The best way to experience bogland is to go on a walk from the Bog of Allen Nature Centre at Lullymore. Ask Karen when the walks take place or check out their website for upcoming events: www.ipcc.ie.
Kildare is a fairly flat county so the few hills we have offer great views over the Midlands of Ireland. We recommend climbing the Hill of Allen with the Aylmer tower atop, which you can also climb, and seeing how many counties you can see on a clear day. You can even walk along the canal to reach the hill if you’re feeling particularly energetic!

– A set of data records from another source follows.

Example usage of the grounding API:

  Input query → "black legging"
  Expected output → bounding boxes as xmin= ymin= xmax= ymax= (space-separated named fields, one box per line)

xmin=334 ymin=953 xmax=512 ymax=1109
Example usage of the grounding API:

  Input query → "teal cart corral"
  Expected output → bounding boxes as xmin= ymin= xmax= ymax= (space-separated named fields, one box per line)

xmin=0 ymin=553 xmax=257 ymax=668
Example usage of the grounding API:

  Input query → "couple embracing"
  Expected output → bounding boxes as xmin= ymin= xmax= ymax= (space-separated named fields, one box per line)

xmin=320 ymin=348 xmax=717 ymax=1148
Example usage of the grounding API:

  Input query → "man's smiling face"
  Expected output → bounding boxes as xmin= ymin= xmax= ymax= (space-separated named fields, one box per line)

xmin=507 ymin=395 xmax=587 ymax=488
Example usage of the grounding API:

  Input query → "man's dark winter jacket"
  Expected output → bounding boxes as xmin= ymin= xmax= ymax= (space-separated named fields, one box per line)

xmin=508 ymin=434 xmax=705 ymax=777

Pollardstown Fen on the edge of the Curragh is the largest spring-fed fen in Ireland covering 225ha. The natural springs of the fen supply the Grand Canal. The fen is a haven for nature-lovers with its abundance of flora, fauna, fish and birdlife, many of which are rare or protected species.
For more ideas for walking holidays in Ireland email us or call us here at Robertstown Holiday Village on +353 (0)45 870 870 or firstname.lastname@example.org
Did you know that County Kildare is known as the ‘Thoroughbred County’ because of its association with the breeding and racing the highest calibre of racehorse? We’re very proud of it. If you’re horse mad there are lots of ways in which you can get up close to and enjoy these beautiful creatures.

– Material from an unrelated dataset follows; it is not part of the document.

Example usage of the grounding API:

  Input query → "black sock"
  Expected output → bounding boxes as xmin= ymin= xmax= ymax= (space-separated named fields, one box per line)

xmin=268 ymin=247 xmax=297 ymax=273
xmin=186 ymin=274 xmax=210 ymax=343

But first, the science. Kildare has an unusual habitat known as The Curragh, a grassy plain on limestone. The grass is nutrient-rich because of the limestone and it is thought that this is why horses bred and trained on or near The Curragh are strong and successful. Many famous trainers and breeders have their studs and training yards on The Curragh to take advantage of the natural characteristics of the area. Ireland’s state stud farm, the Irish National Stud, which is well worth a visit, is one example. Top racehorses Sea The Stars, Vintage Crop, Hardy Eustace and Sinndar are all ambassadors for the magic of The Curragh.
It’s a beautiful sight to behold – dozens of thoroughbreds training in the early morning mist. Park at The Curragh racecourse and you’ll see them out at 9am and again at 11am.
With The Curragh Racecourse – home of the Irish classics – for summer racing, Punchestown Racecourse – home of National Hunt racing in Ireland – for the winter and Naas Racecourse which hosts both flat and national hunt meetings, all within ten miles of Robertstown, you really are spoilt for choice when it comes to a day at the races.
The Irish are horseracing-mad and horseracing is a great way to experience an important part of Irish life. You get dressed up, meet up with friends, take a punt or two on a horse you fancy and, hopefully, have good reason to celebrate at the end of the day. The party atmosphere usually follows race-goers back to the restaurants and bars of the local town or village.
The first race is typically around 3pm and the last one around 6.30pm. For an evening meeting during the summer, the first race is off at 6pm. Major racing festivals in Kildare are: The Punchestown Festival (last week of April), the Irish Guineas (last weekend in May), the Irish Derby (last weekend in June) and the Irish St Leger (mid-September). Naas has summertime evening meetings which usually include a barbecue and live music.